Some Internet commenters have wondered if Thea is the physical manifestation of Elmyra Duff, the Warner Bros. cartoon character known for her borderline-abusive hijinks with pets.
Others asked if Thea will be a serial killer when she grows up, or questioned why the 3-year old-child was topless outside in an age of pedophiles.
Leonard insists the squirrel wasn’t sick or flea-ridden, and Thea took a bath immediately afterward (as he noted while narrating the video). Asked why Thea was topless outside, Leonard retorted, “She’s a 3-year-old and we live in Florida.”
(For the record, government agencies recommend against touching an animal carcass with one’s bare hands.)
Thea’s innocence and unadulterated joy at being able to pet the squirrel is clearly evident in the video, and it is for this reason Malik and Leonard believe the video went viral.
“I think it addresses some of the fundamentals of life,” said Leonard. “It addresses death, but it’s also tempered by the innocence of a child. It’s this juxtaposition of the morbidity of death intermingled with the animation and joy of life, her sheer joy at being able to touch a squirrel. That’s what she was experiencing in that moment: how soft it was, [that] it was yielding to her will, she could pick it up, it wasn’t running away.

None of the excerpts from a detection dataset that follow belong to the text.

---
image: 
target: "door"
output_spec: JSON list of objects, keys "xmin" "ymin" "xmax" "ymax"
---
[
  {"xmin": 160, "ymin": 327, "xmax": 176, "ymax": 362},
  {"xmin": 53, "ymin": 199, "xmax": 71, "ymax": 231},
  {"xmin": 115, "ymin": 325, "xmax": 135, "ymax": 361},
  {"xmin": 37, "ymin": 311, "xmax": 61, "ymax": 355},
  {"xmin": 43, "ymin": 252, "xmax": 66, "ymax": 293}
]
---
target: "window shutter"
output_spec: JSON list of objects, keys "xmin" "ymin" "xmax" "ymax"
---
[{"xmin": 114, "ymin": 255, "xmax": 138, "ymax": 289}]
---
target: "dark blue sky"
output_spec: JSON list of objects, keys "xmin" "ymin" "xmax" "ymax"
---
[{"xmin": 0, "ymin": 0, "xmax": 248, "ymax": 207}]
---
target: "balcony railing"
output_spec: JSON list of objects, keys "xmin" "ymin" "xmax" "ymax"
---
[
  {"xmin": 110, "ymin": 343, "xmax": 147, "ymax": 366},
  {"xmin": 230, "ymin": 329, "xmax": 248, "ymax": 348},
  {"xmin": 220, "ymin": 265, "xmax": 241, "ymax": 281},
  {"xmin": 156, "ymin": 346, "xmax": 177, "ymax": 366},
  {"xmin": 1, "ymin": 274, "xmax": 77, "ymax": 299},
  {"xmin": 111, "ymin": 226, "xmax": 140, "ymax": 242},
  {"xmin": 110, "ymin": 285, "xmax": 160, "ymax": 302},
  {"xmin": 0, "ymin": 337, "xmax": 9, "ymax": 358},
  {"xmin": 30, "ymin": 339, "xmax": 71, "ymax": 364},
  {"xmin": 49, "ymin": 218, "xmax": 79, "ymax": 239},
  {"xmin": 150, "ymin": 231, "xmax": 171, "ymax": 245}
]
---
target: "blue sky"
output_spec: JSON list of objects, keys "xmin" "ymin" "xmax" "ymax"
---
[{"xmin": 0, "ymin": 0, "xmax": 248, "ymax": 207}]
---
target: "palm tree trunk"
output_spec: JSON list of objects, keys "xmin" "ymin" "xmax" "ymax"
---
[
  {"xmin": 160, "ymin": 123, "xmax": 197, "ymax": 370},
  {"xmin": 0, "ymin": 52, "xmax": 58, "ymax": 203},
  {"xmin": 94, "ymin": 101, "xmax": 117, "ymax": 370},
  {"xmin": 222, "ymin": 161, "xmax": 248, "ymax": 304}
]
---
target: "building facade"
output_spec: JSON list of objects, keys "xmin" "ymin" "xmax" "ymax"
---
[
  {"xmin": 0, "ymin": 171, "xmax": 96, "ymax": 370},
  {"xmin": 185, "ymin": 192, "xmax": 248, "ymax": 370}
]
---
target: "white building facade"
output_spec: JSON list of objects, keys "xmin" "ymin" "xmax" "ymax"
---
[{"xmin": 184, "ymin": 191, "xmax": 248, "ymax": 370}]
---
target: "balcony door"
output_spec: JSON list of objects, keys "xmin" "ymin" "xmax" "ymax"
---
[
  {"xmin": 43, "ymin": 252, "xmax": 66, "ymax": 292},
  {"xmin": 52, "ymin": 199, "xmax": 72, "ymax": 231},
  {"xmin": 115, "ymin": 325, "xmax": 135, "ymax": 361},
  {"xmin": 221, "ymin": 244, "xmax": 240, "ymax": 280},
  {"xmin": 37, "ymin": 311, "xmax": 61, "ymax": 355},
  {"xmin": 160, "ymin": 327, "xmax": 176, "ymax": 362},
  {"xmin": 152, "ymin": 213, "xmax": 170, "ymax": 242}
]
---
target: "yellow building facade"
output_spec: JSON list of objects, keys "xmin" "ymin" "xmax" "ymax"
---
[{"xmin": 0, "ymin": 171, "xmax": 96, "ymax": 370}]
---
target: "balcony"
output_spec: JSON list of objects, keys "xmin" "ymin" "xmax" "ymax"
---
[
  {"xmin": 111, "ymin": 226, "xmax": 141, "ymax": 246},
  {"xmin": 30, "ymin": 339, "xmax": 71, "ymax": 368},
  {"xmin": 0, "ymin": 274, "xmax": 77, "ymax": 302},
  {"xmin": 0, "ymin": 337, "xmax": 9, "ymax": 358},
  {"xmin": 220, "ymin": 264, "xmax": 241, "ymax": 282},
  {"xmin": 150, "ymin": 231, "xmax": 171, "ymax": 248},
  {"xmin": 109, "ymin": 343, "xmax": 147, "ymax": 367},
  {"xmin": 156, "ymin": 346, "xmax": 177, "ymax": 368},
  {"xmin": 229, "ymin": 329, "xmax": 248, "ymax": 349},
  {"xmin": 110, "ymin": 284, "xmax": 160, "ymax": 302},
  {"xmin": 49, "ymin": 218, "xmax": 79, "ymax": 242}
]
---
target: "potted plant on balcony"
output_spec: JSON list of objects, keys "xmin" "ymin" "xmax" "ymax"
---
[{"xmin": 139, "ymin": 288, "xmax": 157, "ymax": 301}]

She just didn’t understand what death was.”
Malik says Thea, now almost 7 years old, still remembers the squirrel though she still doesn’t fully grasp the concept of death. Thea has no negative memories over the incident, “because we didn’t make it a negative experience.”
“Parents guide by their faith and their integrity, and all we can do is strive to be the best parents we can be,” said Leonard. “What was happening for [Thea] was more important than the germs on the squirrel.”
Malik says she and Leonard will show Thea the video when she is “intellectually capable of understanding” what the Internet fascination with the video is about.
The question that lingers over this innocent yet disturbing video, with its echoing themes of childhood, innocence, death, and knowledge: Are we as a culture old enough to understand that ourselves?